Consider a simpler version, where you flip a coin three times, then four times, then five times, etc., and you stop if you ever get the same side for every flip in a given turn. The probability that you'll stop is equal to 1/4 + 1/8 + 1/16 + ... which is 50%. If you do this forever then you'll eventually see a run of ten trillion heads or tails, but you probably won't see that run before your ten trillionth turn.
So I think the question is, does the anti-hydra sequence ever diverge sufficiently from randomness?
This is true.
But it would still halt. Infinity is weird like that. To be clear, I mean the sequence of coin flips where the total value of heads/tails is 2:1.
The probability of having a 2:1 ratio of heads/tails - at some point - in an infinite sequence of fair flips is 1, is it not?
The anti-hydra may have a bias, and only if that bias is against the halt condition do we have a case where we can conclude that the anti-hydra does not halt.
This problem is equivalent to a one-dimensional random walk where the terminating condition is reaching a value equal to the number of steps you've taken divided by 3. I'm not quite sure how to calculate the probability of that.
Intuitively, I'd expect this to have a finite probability. The variance grows with sqrt(n), which gets arbitrarily far away from n/3.
Looking at it another way, this should be very similar to the gambler's ruin problem where the gambler is playing against an infinitely rich house and their probability of winning a dollar is 2/3. If the gambler starts with $1 then the probability of ever reaching zero is 1 - (1/3)/(2/3) = 50%. Reference for that formula: https://www.columbia.edu/~ks20/FE-Notes/4700-07-Notes-GR.pdf
For example, randomly picking the number 0.5 out of the interval of real numbers [0,1] has probability 0, and yet it might happen. The probability of picking an irrational number instead was 1 (because almost all real numbers are irrational), but that didn't happen.

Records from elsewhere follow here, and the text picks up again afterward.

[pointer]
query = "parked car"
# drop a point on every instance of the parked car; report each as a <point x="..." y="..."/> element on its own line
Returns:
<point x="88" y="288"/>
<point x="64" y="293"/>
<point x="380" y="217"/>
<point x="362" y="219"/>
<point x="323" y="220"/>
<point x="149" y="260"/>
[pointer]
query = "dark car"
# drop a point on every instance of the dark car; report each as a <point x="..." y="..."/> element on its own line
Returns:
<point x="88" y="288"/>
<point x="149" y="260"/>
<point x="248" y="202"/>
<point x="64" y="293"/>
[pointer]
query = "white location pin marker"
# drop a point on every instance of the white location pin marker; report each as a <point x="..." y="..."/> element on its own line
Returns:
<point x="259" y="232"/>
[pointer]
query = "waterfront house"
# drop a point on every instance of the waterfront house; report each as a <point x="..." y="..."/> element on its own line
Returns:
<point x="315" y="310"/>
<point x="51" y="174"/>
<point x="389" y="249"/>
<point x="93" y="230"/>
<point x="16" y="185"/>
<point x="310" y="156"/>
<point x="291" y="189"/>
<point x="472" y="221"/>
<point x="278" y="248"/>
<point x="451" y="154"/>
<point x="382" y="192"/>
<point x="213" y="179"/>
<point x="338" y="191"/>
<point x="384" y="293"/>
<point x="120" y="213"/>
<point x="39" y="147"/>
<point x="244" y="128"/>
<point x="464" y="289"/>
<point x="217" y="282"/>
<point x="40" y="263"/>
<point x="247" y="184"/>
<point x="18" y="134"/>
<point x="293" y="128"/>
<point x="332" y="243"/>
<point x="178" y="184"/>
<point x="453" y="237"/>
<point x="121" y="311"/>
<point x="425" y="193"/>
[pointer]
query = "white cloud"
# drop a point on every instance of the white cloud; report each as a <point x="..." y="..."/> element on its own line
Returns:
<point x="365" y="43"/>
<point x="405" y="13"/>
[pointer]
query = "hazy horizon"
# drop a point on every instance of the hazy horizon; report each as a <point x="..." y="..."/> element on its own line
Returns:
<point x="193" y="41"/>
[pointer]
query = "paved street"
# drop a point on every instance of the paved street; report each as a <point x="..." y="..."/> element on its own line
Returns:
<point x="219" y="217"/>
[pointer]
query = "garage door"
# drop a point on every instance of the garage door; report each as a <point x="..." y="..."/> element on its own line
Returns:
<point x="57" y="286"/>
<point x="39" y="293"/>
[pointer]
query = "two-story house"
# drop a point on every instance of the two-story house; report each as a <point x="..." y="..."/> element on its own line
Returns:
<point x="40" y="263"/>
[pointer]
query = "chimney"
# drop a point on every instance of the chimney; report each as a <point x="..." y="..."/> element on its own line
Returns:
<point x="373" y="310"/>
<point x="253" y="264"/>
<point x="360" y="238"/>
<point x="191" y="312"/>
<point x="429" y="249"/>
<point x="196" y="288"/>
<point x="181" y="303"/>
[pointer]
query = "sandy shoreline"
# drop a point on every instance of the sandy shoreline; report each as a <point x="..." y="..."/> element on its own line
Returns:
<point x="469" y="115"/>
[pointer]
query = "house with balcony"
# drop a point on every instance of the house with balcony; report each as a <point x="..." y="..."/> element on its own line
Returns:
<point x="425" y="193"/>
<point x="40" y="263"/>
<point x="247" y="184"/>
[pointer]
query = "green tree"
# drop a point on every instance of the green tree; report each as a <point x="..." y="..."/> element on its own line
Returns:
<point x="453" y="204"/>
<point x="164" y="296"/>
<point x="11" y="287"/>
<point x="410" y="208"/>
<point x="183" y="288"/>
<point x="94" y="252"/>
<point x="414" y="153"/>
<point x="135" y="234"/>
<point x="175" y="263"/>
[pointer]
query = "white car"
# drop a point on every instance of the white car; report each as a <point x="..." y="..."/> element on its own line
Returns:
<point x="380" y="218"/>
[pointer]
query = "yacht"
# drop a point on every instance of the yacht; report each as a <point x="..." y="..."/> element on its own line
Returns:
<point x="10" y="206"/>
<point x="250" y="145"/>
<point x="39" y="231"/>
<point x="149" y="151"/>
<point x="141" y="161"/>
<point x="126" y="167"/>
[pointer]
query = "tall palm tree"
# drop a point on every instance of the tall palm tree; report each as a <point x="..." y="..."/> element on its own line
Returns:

Even if you consider a countably infinite number of events, as with the coinflip example, it might just happen that the coin flips to one side forever.
Since the machines under consideration just represent one specific sequence of events, probabilistic arguments may be misleading.
Relevant xkcd: https://xkcd.com/221/
What are you tring to say?
> The probability of having a 2:1 ratio of heads/tails - at some point - in an infinite sequence of fair flips is 1, is it not?
Yes, but "probability = 1" absolutely does not mean "will happen eventually" in pure mathematics. Infinity is weird like that.
In other words, an unbiased random walk should almost surely return to the origin, but a biased random walk will fail to return to the origin with nonzero probability. This can be considered a biased random walk [0], since the halting condition linearly moves further and further away from the expected value of the 50/50 walk.
That said, empirically and in all current analyses, the Antihydra's parity behaves as if it were roughly fair over long spans (neither a proven odd nor even bias), and the short-range statistics look pseudo-random. Non-halting is overwhelmingly plausible... but a concrete proof seems out of reach.
The sequence is (truly/fairly) random in its distribution of mods 1/2.
Even fair coins flipped infinitely would - on occasion - have arbitrary long results of heads or tails.
So the question becomes, is the anti-hydra sequence 'sufficiently' random?